General information
- Founded: 2023
- Headquartered: Wheeling, West Virginia
- Colors: Navy blue, gold, white
- GoWVMiners.com

Personnel
- Owners: Chris Duffy Craig McIntyre Jennifer McIntyre
- General manager: TBA
- Head coach: Chris McKinney

Team history
- West Virginia Miners (2023); Wheeling Miners (2024–current);

Home fields
- WesBanco Arena (2024–future);

League / conference affiliations
- American Arena League 2 (2024); National Arena League (2025); American Arena League (2026–current) ;

Championships
- League championships: 1 2024;
- Division championships: 1 2024;

Playoff appearances (1)
- 2024;

= Wheeling Miners =

Indoor football team in Wheeling, WV, US

The Wheeling Miners are an indoor football team based in Wheeling, West Virginia. They are former members of the American Arena League 2 and have played their home games at the WesBanco Arena since 2024. They replaced the now-defunct West Virginia Roughriders. On June 21, 2024, they joined the National Arena League for the 2025 season. On September 12, 2025, they joined the relaunched American Arena League for 2026 along with their rivals the Columbus Lions.

==History==

Original logo (2023)

The team were originally to have been known as the West Virginia Miners and were to have played in the American Indoor Football league. On July 14, 2023, the AIF announced that Wheeling, West Virginia, would become the fourth city in the newly-revived league to host a new expansion franchise owned by Chris Duffy. Head coach and general manager is Joshua Resignalo. Just three days later, the name, logos and colors were unveiled as those of the West Virginia Miners, sharing its name with the defunct Prospect League summer collegiate baseball franchise. They are the latest team be set to play at the WesBanco Arena. Past teams include the Ohio Valley Greyhounds and West Virginia Roughriders.

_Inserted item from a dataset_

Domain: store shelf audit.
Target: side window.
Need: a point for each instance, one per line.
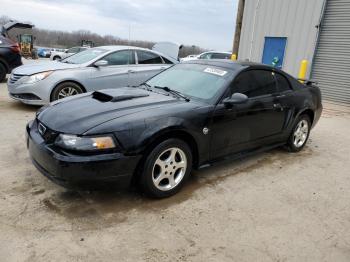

Just a couple of months later, the AIF dropped the Miners from their website and the team began looking for a new league. On November 1, 2023, the announced their intention to play in the American Arena League's AAL2 and were renamed the Wheeling Miners.

On June 21, 2024, the Miners announced that they have become new members of the National Arena League. Mere weeks later, on July 6, 2024, the Miners dismantled the Peach State Cats 61–14 to win the AAL2 Championship before leaving for the NAL.

On September 12, 2025, the Miners announced on social media their entrance into the revived American Arena League and with their rivals the Columbus Lions.

On April 26, 2026, Chris Cipriani was named the new General Manager.